The effect of oral belzutifan on retinal hemangioblastomas in von Hippel-Lindau syndrome.

Objective: To assess the effect of belzutifan, a first-in-class oral hypoxia-inducible factor 2α inhibitor, on retinal hemangioblastoma (RH) outcomes.

Subjects/methods: This is a single-centre retrospective cohort study of patients with confirmed von Hippel-Lindau syndrome (VHLS) and RH. Subjects were taking oral belzutifan for renal cell carcinoma, central nervous system hemangioblastoma, or pancreatic neuroendocrine tumours. Patients were assessed for ophthalmic structural, functional, and therapeutic outcomes for >11 months. Patient demographics, VHL genotype, visual function, behaviour of pre-existing RH, number of new lesions, systemic features, and drug-related adverse events were recorded.

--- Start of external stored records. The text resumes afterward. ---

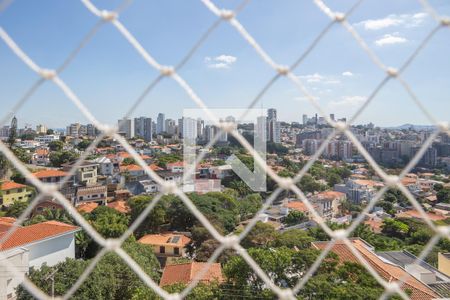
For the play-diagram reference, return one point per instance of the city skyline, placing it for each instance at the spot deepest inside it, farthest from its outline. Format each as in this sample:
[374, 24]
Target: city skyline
[225, 71]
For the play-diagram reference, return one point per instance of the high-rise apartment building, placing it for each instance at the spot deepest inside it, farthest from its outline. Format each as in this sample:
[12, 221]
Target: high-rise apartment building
[273, 126]
[125, 128]
[41, 129]
[160, 123]
[143, 128]
[170, 126]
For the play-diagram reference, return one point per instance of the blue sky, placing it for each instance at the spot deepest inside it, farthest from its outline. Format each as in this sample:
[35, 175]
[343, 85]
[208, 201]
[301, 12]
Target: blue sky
[108, 75]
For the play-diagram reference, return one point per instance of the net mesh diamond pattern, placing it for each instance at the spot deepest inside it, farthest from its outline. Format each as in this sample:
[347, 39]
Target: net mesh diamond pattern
[230, 18]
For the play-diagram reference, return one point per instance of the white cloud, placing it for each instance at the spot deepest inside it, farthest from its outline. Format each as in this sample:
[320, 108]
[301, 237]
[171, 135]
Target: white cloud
[317, 78]
[405, 20]
[347, 74]
[347, 102]
[305, 99]
[390, 39]
[220, 62]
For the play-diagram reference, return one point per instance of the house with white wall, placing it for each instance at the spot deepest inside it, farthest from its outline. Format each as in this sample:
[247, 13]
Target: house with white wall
[48, 242]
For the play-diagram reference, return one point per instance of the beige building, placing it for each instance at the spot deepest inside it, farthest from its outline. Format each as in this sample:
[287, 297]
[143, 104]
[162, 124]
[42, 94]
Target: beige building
[166, 244]
[86, 173]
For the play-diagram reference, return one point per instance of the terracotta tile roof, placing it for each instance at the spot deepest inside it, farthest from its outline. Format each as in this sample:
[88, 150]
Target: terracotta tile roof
[387, 271]
[34, 233]
[128, 155]
[6, 223]
[165, 239]
[89, 190]
[415, 214]
[185, 273]
[130, 168]
[42, 152]
[175, 164]
[375, 225]
[120, 206]
[87, 207]
[409, 181]
[11, 185]
[10, 220]
[367, 182]
[297, 205]
[155, 167]
[330, 195]
[49, 173]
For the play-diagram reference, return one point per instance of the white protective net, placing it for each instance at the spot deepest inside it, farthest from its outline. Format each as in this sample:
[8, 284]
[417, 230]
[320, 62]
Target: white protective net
[110, 18]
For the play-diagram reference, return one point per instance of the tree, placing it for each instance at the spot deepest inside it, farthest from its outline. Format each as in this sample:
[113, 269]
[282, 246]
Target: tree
[83, 145]
[394, 228]
[128, 161]
[249, 206]
[295, 217]
[4, 165]
[16, 208]
[284, 267]
[443, 195]
[112, 278]
[155, 218]
[309, 185]
[109, 222]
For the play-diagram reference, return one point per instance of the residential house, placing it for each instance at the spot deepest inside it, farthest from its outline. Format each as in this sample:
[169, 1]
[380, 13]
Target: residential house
[166, 244]
[185, 273]
[421, 270]
[11, 191]
[176, 167]
[106, 166]
[132, 172]
[48, 242]
[359, 190]
[95, 194]
[86, 173]
[328, 203]
[50, 175]
[40, 157]
[387, 270]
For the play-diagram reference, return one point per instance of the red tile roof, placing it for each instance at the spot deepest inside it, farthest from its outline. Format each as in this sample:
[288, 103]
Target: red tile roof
[412, 213]
[130, 168]
[297, 205]
[6, 223]
[164, 239]
[49, 173]
[155, 167]
[330, 195]
[120, 206]
[34, 233]
[175, 164]
[185, 273]
[87, 207]
[11, 185]
[388, 272]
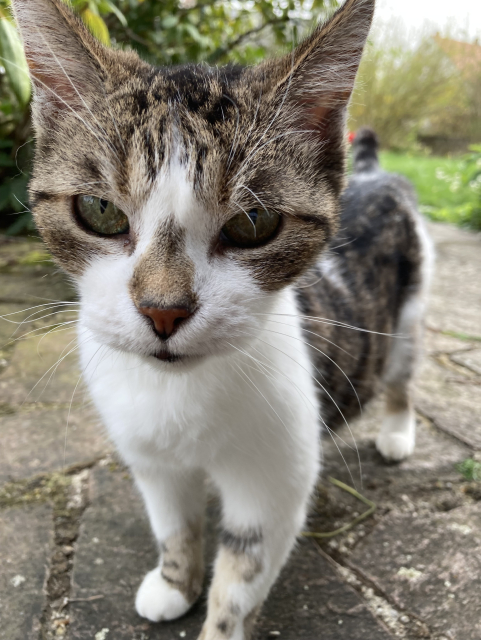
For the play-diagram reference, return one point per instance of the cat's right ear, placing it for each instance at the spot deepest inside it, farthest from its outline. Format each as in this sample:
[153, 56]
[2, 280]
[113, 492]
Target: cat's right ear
[63, 58]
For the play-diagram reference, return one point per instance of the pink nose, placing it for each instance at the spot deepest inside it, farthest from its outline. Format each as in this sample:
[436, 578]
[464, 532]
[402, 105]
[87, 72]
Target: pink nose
[166, 321]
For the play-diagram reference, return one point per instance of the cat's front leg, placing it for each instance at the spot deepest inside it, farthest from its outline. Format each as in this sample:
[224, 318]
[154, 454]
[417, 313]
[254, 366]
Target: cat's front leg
[175, 505]
[261, 521]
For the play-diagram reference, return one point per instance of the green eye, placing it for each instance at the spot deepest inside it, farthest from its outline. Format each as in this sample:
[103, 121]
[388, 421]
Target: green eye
[251, 229]
[101, 216]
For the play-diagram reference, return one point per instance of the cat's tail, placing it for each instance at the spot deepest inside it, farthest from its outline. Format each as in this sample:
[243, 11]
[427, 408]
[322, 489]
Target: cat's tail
[364, 151]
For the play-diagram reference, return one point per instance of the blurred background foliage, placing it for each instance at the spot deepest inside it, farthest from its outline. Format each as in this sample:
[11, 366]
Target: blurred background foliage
[422, 97]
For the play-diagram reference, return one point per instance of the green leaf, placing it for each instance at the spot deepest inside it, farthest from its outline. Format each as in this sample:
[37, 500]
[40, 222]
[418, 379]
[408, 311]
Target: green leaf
[170, 21]
[96, 25]
[108, 7]
[14, 61]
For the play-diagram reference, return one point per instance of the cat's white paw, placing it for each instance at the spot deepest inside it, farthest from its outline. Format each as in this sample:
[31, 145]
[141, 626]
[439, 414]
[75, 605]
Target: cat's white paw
[156, 600]
[397, 437]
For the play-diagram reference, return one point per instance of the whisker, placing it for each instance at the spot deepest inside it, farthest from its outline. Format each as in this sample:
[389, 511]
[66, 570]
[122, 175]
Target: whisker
[329, 430]
[334, 323]
[323, 389]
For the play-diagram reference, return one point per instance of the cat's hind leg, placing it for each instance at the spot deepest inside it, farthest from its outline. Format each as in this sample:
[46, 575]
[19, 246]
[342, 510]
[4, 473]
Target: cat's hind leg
[175, 505]
[397, 436]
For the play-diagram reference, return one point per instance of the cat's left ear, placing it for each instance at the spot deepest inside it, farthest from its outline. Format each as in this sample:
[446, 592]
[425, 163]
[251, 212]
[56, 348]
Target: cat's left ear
[317, 79]
[63, 57]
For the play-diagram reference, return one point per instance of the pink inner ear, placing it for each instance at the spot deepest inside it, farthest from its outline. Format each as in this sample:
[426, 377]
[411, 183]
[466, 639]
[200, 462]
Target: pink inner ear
[58, 89]
[317, 111]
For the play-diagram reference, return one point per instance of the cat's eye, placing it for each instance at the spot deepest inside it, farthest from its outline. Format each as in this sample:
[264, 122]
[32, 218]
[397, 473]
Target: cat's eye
[250, 229]
[101, 216]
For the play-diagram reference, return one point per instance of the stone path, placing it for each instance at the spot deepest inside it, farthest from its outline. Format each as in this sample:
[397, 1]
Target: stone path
[74, 540]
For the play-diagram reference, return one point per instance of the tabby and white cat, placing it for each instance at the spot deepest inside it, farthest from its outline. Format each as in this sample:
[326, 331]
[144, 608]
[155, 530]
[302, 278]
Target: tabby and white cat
[190, 206]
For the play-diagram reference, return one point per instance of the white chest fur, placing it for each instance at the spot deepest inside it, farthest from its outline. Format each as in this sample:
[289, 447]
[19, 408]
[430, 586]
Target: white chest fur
[259, 399]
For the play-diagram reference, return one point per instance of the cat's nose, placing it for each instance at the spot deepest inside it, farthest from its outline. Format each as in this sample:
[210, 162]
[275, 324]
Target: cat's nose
[166, 320]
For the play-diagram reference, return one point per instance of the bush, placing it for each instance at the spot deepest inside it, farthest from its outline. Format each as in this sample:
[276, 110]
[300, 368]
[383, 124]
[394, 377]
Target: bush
[168, 32]
[401, 88]
[448, 189]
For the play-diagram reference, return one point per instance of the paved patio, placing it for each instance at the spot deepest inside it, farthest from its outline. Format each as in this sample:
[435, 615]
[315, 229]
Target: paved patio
[74, 540]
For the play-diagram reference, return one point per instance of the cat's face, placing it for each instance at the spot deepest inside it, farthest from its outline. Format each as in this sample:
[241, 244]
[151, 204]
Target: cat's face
[184, 199]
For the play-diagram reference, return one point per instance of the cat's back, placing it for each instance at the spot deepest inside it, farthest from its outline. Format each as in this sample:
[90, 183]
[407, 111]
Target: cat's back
[352, 300]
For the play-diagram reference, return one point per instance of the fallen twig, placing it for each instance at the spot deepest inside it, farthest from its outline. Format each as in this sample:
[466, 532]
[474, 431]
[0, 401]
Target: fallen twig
[349, 525]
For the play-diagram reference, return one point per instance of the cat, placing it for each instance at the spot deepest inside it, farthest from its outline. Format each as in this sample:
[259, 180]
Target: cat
[201, 214]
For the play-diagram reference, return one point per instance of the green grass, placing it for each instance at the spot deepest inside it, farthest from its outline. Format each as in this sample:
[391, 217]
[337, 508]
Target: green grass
[470, 469]
[443, 192]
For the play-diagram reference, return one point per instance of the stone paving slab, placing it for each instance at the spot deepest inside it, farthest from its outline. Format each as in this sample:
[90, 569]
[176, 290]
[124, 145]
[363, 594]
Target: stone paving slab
[40, 441]
[115, 549]
[430, 565]
[452, 400]
[470, 359]
[32, 376]
[435, 454]
[26, 537]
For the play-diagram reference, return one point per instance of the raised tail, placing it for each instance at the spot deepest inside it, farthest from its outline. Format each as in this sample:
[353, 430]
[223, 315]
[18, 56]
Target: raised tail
[364, 151]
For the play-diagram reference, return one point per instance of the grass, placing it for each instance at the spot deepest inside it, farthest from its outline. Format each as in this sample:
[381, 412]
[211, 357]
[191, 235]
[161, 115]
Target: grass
[443, 192]
[470, 469]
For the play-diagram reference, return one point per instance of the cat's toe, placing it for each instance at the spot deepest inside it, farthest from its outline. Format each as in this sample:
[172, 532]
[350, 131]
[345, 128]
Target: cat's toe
[156, 600]
[395, 446]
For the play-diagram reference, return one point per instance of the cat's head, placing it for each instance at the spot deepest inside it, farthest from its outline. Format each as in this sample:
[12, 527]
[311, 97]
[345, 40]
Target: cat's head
[182, 199]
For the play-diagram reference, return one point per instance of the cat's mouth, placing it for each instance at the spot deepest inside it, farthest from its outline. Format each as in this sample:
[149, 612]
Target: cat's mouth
[165, 356]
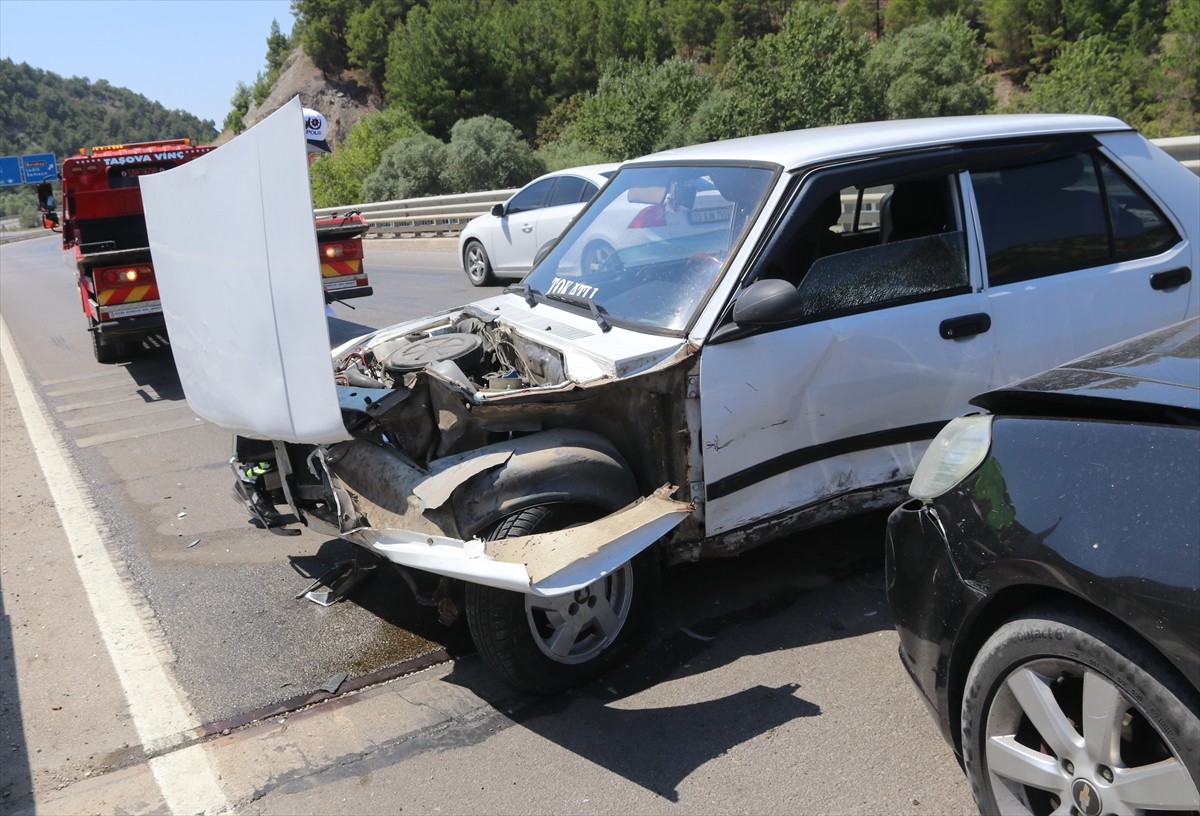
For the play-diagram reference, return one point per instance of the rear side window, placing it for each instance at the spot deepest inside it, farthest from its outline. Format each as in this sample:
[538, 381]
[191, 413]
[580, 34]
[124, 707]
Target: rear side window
[573, 190]
[1062, 215]
[1139, 227]
[531, 198]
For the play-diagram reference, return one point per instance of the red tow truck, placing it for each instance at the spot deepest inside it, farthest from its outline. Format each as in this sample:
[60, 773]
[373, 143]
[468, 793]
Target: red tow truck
[103, 226]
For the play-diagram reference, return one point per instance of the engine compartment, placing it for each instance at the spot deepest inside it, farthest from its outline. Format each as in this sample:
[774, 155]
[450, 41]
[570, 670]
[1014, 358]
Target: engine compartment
[484, 358]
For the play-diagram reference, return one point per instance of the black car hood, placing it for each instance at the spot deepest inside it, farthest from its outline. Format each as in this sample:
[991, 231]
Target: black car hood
[1155, 377]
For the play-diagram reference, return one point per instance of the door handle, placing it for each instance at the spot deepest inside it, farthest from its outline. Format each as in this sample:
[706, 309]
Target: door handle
[965, 327]
[1170, 279]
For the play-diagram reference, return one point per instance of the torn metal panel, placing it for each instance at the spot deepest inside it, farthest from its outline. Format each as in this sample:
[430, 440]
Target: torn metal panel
[552, 555]
[545, 564]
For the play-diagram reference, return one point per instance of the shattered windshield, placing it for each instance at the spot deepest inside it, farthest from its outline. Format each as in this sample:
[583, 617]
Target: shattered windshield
[652, 244]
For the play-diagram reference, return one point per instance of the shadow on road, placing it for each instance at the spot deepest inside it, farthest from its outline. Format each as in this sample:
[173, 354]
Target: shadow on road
[811, 588]
[16, 775]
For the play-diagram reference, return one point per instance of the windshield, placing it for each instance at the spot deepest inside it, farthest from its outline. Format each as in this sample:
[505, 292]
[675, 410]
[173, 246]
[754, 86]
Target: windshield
[652, 244]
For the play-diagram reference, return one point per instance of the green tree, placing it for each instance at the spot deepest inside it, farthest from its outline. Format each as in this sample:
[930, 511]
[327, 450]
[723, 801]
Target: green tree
[747, 21]
[640, 107]
[366, 36]
[277, 48]
[411, 168]
[901, 15]
[321, 28]
[807, 75]
[1090, 76]
[1175, 79]
[339, 180]
[239, 107]
[1027, 35]
[489, 154]
[934, 69]
[439, 67]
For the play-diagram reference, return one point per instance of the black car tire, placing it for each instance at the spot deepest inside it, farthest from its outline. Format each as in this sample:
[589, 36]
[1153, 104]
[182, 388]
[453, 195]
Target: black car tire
[514, 631]
[477, 264]
[1024, 748]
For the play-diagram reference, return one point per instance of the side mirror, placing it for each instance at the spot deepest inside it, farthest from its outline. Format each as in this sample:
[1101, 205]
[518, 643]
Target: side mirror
[769, 300]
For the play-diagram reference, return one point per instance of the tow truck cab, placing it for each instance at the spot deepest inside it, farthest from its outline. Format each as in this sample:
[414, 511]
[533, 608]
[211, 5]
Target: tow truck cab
[105, 234]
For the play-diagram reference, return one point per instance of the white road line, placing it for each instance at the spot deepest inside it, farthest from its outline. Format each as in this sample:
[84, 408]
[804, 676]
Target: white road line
[160, 714]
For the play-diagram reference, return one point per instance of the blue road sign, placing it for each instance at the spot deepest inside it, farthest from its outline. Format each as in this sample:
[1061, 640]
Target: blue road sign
[10, 171]
[39, 167]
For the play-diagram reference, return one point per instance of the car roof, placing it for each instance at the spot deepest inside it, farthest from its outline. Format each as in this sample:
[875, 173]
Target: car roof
[795, 149]
[599, 173]
[1157, 369]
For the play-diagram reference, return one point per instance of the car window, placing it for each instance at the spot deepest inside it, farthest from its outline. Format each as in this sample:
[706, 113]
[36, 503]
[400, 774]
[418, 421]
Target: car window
[1062, 215]
[531, 198]
[870, 245]
[1139, 227]
[651, 246]
[571, 190]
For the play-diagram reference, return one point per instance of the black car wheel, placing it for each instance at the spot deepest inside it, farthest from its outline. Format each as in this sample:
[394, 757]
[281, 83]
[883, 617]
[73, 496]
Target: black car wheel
[545, 645]
[478, 264]
[1063, 714]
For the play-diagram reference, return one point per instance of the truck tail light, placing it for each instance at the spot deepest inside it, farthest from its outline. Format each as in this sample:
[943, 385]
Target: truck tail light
[341, 251]
[113, 277]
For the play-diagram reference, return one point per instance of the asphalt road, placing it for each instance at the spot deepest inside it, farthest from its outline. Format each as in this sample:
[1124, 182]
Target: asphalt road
[771, 683]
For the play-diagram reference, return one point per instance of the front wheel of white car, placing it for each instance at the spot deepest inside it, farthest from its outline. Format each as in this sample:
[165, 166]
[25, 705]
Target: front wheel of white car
[545, 645]
[477, 264]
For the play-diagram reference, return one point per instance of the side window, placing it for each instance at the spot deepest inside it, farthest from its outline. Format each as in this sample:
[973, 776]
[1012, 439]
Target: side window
[531, 198]
[571, 190]
[875, 244]
[1139, 227]
[1042, 219]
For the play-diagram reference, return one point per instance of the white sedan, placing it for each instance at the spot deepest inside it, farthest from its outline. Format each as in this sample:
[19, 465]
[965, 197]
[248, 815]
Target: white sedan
[504, 243]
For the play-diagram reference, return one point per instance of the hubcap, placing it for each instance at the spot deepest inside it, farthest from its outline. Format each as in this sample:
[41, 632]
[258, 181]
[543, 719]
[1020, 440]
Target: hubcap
[577, 627]
[1059, 733]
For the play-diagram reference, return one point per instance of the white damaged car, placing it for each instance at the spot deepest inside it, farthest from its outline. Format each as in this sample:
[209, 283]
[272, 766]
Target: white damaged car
[804, 313]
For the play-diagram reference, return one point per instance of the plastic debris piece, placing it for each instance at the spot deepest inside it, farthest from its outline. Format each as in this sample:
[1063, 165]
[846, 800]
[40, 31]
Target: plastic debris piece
[334, 683]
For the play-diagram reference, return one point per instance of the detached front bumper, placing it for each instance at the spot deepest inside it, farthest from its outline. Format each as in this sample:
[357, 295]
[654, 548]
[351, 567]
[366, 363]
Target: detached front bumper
[413, 517]
[545, 564]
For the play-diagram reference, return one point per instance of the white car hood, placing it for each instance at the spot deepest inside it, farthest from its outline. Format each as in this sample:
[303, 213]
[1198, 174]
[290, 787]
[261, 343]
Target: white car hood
[235, 258]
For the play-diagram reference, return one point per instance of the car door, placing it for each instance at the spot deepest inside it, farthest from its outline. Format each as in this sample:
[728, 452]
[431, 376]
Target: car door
[569, 196]
[1078, 257]
[516, 240]
[891, 342]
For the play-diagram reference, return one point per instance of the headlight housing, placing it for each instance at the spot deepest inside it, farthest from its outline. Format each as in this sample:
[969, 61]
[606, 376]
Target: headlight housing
[955, 453]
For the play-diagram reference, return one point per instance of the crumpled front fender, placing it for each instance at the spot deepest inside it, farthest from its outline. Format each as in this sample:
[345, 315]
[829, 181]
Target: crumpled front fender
[431, 520]
[541, 564]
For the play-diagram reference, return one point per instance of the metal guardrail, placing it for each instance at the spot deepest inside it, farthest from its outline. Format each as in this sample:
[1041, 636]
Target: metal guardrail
[439, 216]
[423, 217]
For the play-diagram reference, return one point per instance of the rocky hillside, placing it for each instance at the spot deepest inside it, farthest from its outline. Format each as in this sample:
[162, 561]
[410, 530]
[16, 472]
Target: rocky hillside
[343, 101]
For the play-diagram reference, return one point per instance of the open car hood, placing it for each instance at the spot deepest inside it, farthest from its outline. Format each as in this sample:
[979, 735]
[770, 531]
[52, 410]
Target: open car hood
[235, 258]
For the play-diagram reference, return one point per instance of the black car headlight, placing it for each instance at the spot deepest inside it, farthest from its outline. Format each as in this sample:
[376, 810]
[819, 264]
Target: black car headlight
[955, 453]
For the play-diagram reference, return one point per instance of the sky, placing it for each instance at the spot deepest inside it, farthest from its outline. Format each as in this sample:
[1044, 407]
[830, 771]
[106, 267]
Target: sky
[184, 54]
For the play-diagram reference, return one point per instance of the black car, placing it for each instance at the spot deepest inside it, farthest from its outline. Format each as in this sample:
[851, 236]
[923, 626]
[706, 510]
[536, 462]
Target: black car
[1044, 579]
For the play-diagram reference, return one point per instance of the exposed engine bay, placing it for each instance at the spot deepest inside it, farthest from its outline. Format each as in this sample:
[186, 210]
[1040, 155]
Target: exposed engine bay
[480, 357]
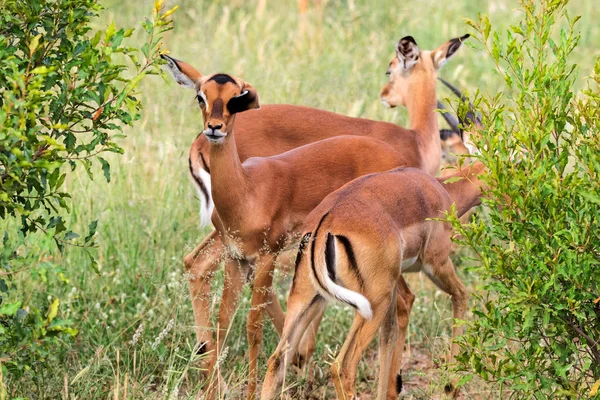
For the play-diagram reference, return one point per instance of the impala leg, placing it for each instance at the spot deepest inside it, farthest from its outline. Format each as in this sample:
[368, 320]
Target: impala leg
[308, 342]
[404, 304]
[200, 265]
[261, 296]
[388, 336]
[444, 276]
[304, 304]
[362, 332]
[235, 274]
[275, 312]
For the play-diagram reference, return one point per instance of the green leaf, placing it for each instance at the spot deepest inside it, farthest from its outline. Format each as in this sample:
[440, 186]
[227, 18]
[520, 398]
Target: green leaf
[70, 235]
[105, 168]
[10, 308]
[91, 231]
[52, 310]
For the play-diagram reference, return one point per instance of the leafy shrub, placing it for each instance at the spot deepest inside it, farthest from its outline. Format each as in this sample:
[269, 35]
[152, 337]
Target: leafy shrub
[537, 331]
[65, 94]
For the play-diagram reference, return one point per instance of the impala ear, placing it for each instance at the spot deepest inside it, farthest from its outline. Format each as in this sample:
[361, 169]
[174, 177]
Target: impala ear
[407, 52]
[442, 54]
[246, 100]
[186, 75]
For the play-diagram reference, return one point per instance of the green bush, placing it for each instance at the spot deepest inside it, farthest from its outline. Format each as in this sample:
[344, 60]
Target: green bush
[536, 330]
[65, 94]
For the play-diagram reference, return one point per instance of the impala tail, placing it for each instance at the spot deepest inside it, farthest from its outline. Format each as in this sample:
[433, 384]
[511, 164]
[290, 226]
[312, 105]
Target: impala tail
[201, 176]
[323, 259]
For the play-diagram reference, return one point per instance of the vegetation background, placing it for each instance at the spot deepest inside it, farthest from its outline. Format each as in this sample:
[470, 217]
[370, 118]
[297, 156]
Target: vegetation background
[135, 322]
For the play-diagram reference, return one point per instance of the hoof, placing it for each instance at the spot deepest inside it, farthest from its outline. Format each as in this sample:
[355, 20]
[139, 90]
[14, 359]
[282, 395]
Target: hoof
[202, 348]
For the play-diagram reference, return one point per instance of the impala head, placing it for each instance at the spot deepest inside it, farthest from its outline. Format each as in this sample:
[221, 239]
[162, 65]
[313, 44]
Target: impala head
[220, 97]
[412, 68]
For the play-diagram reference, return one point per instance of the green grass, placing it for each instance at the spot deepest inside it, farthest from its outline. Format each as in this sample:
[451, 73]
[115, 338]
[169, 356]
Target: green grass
[148, 213]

Results: Sixteen patients (30 eyes) taking oral belzutifan were identified. The mean age was 37 ± 9 years. The proportion of type 1 VHLS was 87.5%, with large (≥1 exon) VHL deletions (81.3%) being the most common. No new RHs developed during the treatment period. The mean final visual acuity was 0.4 ± 1.0 logMAR, with 80% retaining a visual acuity of 0.3 logMAR or better in at least 1 eye (81.3% bilateral).

Conclusions: In patients with VHLS, oral belzutifan resulted in stability of pre-existing RH and no new RH developed during the treatment period. Early use of belzutifan may be a therapeutic avenue to prevent RH development and blindness in patients with VHLS when compared with destructive/ablative alternatives, particularly for posterior or juxtapapillary lesions.